Zamane insanlarını ve
yaptıklarını anlamak gerçekten çok zor… Dünyevileşme ve lüks içinde yaşamak
için elinden geleni yapmakla kalmaz; kendini, dünyasını ve bazen de ahireti
heba eder. Lüks araçlara binince, lüks binalarda oturunca ve lüks hayat sürünce
bütün dert ve sıkıntılarının bittiğini zanneder. Lüks, israf ve şatafat içinde
hayat standardını aklınca yükseltince, ondan medenisi yok zanneder. Lüks araçlara binince attığı havayı bakınca,
ne oldum delisine döner. İnsanlara tepeden bakmaya başlar ve kimse onu tutamaz.
Medeni olabilmek için ilk başta
zihinsel olarak medeniyet köklerimize göre hareket etmek ve içinde yaşadığı
topluma ve başkalarına saygılı olmak gerekir. Yoksa lüks içinde yaşamakla kimse
medeni olmaz. En lüks araçlara binen sonradan görme kişiler, hiç utanmadan
sıkılmadan lüks araçlarından rastgele yola, sokağa çöpleri atarlar. En lüks
evlerde otururlar, her türlü konforu düşünürler lakin insan gibi hareket etmeyi
akletmezler. Burada yazmaya utandığımız eşyaları rastgele balkondan aşağıya
atmakta bir beis görmezler.
Oysa İslam ahlakının bizlere
öğrettiği taharet, nezafet, zarafet ve nezaket böyle davranmamızı yasaklamıyor
mu?
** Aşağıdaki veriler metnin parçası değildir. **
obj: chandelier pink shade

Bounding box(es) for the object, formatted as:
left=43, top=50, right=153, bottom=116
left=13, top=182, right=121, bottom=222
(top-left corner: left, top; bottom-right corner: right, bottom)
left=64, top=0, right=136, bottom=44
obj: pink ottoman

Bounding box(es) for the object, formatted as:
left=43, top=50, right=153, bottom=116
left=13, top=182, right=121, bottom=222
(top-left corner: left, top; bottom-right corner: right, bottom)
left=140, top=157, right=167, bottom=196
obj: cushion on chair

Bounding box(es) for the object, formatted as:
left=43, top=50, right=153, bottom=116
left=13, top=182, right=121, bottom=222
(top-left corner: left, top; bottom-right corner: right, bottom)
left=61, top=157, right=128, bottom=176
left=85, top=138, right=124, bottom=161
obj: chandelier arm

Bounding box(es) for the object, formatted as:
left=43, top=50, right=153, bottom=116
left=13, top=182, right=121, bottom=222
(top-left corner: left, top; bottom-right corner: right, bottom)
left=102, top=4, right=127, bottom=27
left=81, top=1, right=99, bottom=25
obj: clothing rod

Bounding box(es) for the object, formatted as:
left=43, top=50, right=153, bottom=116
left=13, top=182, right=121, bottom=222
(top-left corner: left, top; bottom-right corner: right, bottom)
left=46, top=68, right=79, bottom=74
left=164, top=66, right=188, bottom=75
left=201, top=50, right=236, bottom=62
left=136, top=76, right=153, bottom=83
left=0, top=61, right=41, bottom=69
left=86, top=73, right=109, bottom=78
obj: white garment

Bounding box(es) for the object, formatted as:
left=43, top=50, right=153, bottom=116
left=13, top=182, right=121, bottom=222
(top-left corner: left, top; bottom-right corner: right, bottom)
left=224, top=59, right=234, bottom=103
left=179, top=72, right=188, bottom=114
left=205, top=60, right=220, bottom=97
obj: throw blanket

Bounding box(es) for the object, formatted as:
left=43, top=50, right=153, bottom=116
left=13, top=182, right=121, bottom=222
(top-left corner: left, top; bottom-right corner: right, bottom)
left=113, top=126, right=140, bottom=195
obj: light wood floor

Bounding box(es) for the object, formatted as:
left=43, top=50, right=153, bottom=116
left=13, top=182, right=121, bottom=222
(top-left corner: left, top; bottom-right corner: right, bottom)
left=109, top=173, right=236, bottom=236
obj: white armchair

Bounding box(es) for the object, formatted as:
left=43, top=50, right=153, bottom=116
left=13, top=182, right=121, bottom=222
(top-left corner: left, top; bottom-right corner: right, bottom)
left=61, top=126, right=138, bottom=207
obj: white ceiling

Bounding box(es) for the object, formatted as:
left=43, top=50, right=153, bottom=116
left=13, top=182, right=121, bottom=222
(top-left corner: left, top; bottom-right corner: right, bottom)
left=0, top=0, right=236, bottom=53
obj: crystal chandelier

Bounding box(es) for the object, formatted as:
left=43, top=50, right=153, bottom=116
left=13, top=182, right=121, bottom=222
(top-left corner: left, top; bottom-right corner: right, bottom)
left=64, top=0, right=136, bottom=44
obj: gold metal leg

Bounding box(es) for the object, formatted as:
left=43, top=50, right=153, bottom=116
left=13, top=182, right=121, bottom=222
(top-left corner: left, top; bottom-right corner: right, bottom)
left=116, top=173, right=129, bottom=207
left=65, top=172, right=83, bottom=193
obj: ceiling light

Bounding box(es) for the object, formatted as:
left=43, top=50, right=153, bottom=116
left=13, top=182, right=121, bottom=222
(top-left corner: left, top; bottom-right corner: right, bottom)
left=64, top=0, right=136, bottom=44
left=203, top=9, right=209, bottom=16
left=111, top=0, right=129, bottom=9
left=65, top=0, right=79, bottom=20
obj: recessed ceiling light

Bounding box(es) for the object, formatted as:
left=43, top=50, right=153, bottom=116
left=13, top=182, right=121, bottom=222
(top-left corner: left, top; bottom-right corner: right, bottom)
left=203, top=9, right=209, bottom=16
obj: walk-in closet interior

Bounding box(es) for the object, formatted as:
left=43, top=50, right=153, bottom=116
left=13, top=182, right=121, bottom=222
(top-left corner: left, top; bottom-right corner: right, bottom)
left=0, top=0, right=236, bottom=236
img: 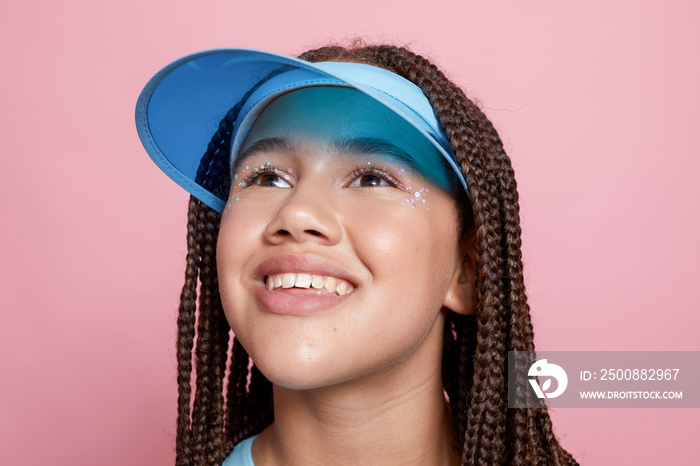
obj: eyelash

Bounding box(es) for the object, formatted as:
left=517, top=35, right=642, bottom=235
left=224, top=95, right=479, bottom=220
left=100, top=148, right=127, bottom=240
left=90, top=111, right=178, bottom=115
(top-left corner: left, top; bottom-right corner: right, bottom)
left=239, top=164, right=402, bottom=188
left=350, top=164, right=402, bottom=188
left=243, top=165, right=287, bottom=186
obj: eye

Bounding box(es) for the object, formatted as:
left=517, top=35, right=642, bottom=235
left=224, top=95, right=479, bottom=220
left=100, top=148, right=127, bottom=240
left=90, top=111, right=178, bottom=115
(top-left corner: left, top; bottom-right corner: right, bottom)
left=253, top=173, right=291, bottom=188
left=350, top=175, right=391, bottom=187
left=349, top=166, right=397, bottom=188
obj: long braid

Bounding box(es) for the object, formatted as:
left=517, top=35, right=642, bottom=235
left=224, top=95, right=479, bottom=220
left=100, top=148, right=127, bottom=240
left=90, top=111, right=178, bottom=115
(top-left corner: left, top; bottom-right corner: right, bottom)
left=301, top=41, right=576, bottom=464
left=177, top=44, right=577, bottom=465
Her şeyden önce ahlak ve yaşam ilkemiz ile eğitim sistemimizi İslam’a ve Peygamberimizin
sünnetine uygun tatbik edersek bu sorunlardan kurtulacağız. Ne çevreye zarar
verecek hareketlerde bulunuruz; ne de başkalarını kıskandırma adına nefsi
emaremize boyun eğerek hava atma yoluna gideriz.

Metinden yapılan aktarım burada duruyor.